Over the years, for example, Mothering.com has been explicit in promoting its anti-vaccination message boards as places of “support.” In a charmingly Orwellian formulation, the editors explain:

… Though Mothering does not take a pro or anti stand on vaccinations, we will not host threads on the merits of mandatory vaccine, or a purely pro vaccination view point as this is not conducive to the learning process.

Therefore, a layperson can be sure that any community that exists to support a specific belief will be a community of pseudoscience and have nothing to do with science.

But what if the leaders of the community do not helpfully inform you that they have no interest in anything that disagrees with their core beliefs? That’s easy, too. Just look at whether the community allows or bans dissenting opinions.

For example, at every level of homebirth advocacy, from clowns like The Feminist Breeder, through organizations like Lamaze; from self-proclaimed “experts” in obstetrical research like Henci Goer to people with academic credentials like Darcia Narvaez, PhD, the delete button is integral to maintaining control over what people read and think.

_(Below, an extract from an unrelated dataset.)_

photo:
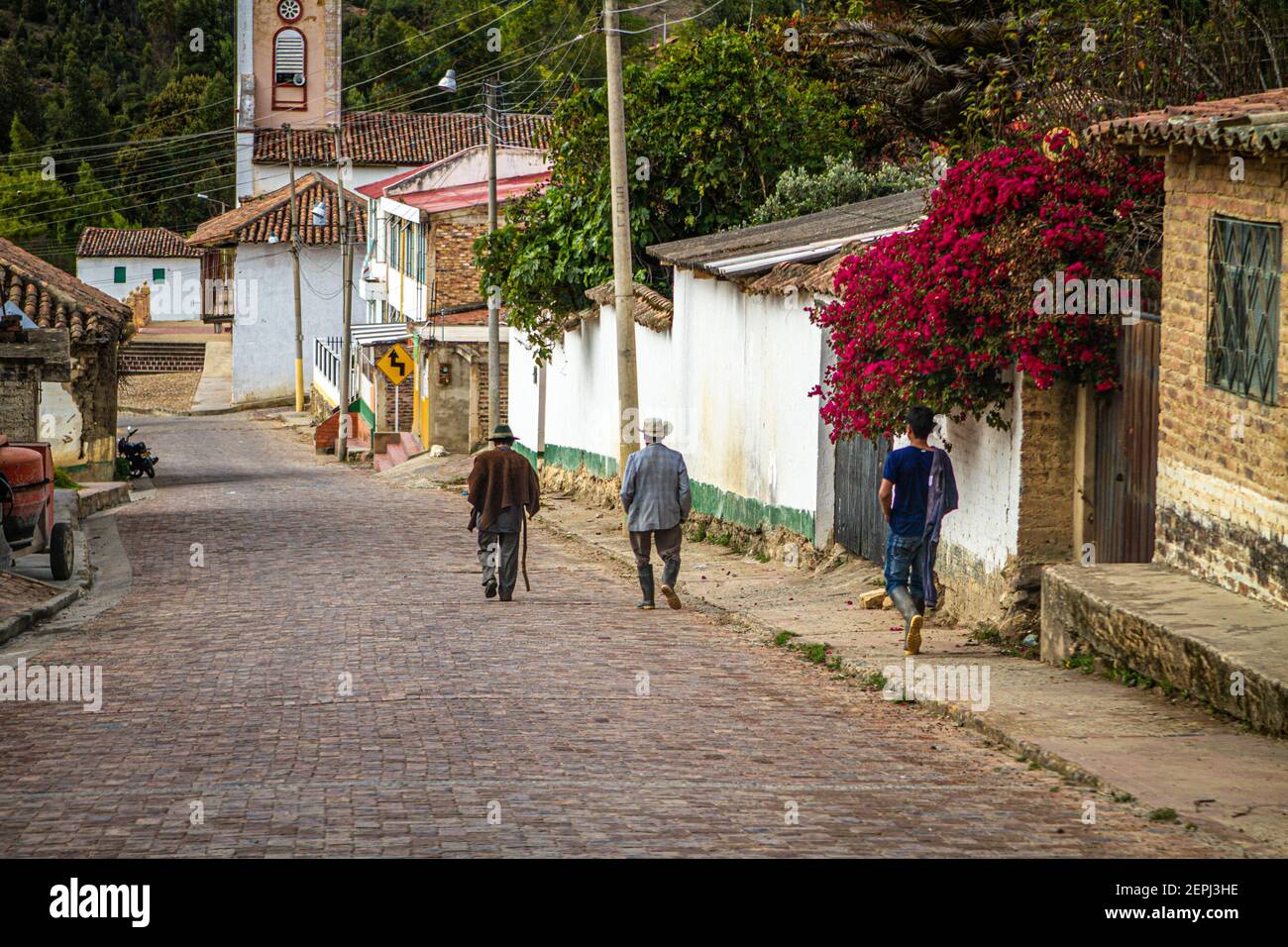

As in the case of totalitarian governments, efforts to remove dissent and create the image that dissent never existed are tools to support beliefs that could never be defended in an intellectually honest way. Deleting and banning reflect the desperation felt by those trying to hold onto power that was gained by lying to people in the first place. Most importantly, women (and men) should understand that professional homebirth advocates are terrified of letting people have free access to information. Who knows what might happen if they treated women like intellectually capable human beings instead of like sheep?

When homebirth advocates tell you they have “educated” themselves, and done “research,” they mean that they have visited communities of belief buddies. But belief buddies deal in pseudoscience and that means that members are indoctrinated, not educated.